Here are the functions for the grid:

import matplotlib.mlab as mlab
import numpy as np
import scipy

def define_grid(rawdata):
    xmin, xmax = np.amin(rawdata[:, 1]), np.amax(rawdata[:,1])
    ymin, ymax = np.amin(rawdata[:, 2]), np.amax(rawdata[:,2])

    x, y, z = rawdata[:, 1], rawdata[:, 2], rawdata[:, 0]

    # Size of regular grid
    ny, nx = (ymax - ymin), (xmax - xmin)

    # Generate a regular grid to interpolate the data.
    xi = np.linspace(xmin, xmax, nx)
    yi = np.linspace(ymin, ymax, ny)
    xi, yi = np.meshgrid(xi, yi)

    # Interpolate using delaunay triangularization
    zi = mlab.griddata(x,y,z,xi,yi)
    return xi, yi, zi

def grid_as_array(xi,yi,zi):
    xi_flat, yi_flat, zi_flat = np.ravel(xi), np.ravel(yi), np.ravel(zi)

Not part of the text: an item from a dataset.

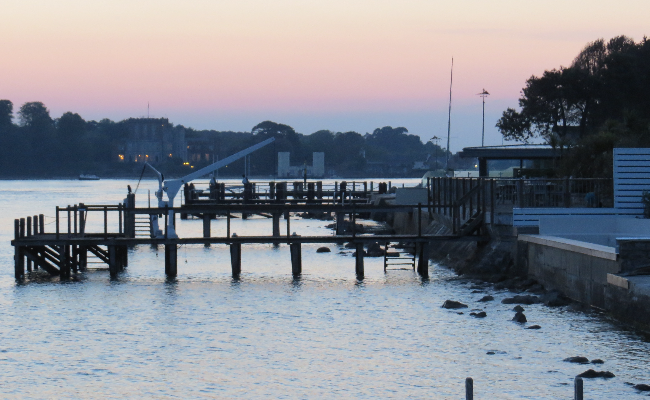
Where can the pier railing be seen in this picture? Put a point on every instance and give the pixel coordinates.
(474, 195)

    # reduce arrays for faster calculation, take only every second element
    xi_red, yi_red, zi_red = xi_flat[1::2], yi_flat[1::2], zi_flat[1::2]

    # stack to array with elements [x y z], but there are z values that are 'nan'
    xyz_with_nan = np.hstack((xi_red[:, np.newaxis], yi_red[:, np.newaxis],
                              zi_red[:, np.newaxis]))

    # sort out those elements with 'nan'
    xyz = xyz_with_nan[~np.isnan(xyz_with_nan).any(axis=1)]
    return xyz

Another function to find the closest point from the grid for the values from orangeline:

def closest_node(points, datafield):
    mytree = scipy.spatial.cKDTree(datafield)
    dist, indexes = mytree.query(points)
    return indexes

And now the code:

# use function to create from the raw data an interpolated datafield
xi, yi, zi = define_grid(datafield)

# rearrange those values to bring them in the form of an array with [x y z]
xyz = grid_as_array(xi, yi, zi)    

# search closest values from grid for the points of the orangeline
# orangeline_xy is the array with elements [x y]
indexes = self.closest_node(orangeline_xy, xyz[:,0:2])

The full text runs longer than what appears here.